6. MelvinsGluey Porch Treatments
One of the things about so-called weirdo music is that if it’s at all self-confident, it pulls the bottom out of it. All of the things I’ve picked just have so much confidence. Each one absolutely believes in itself. They’re not fucking around, they’re not making wacky music, they’re making the best music they can. The thing about this album is it’s like Captain Beefheart came out with Trout Mask Replica while he was a teenager.

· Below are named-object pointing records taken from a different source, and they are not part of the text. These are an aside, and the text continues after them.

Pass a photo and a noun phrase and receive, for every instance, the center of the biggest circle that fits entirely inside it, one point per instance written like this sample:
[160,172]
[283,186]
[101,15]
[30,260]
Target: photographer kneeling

Fuck me, talk about a band setting up their store right from the out. Had they split up right after this, and it was just a weird one-off, it still wouldn’t matter. I love Melvins, and like most of what they’ve done, but this album seems to exist in a completely different space. If Shudder To Think swaggers, this lurches. At the beginning, it’s almost like some kind of ominous classical music. Matt Lukin does that bass intro and the drums start thundering in and the weird feedback, then finally – finally – this tune emerges out of the swamp. The balls of these guys! It’s their first album, and normally you’d come crashing in with something that gets people, but they just leave it. They’re masters of doing things too many times or letting things go on a bit too long. I love them. There’s a bit in the middle of ‘As It Was’ where it goes into a quote-unquote normal tune, and it just makes it more weird – the fact that in the middle of this gluey swamp, it goes into this regular rock song which then disappears again. I love the sound of the record as well. The record that came after, Ozma, sounds really brittle, thin and trebly, like it was produced with an electric razor. But Gluey just sounds wonderful. Melvins are one of those bands, like Cardiacs and Zappa, where you could meet someone who says they only listen to Melvins, and you’d say, "Fair enough." They’ve got everything. They’re so prolific. And Dale Crover is one of the great rock drummers. If he hits a ride cymbal once, you can tell it’s him.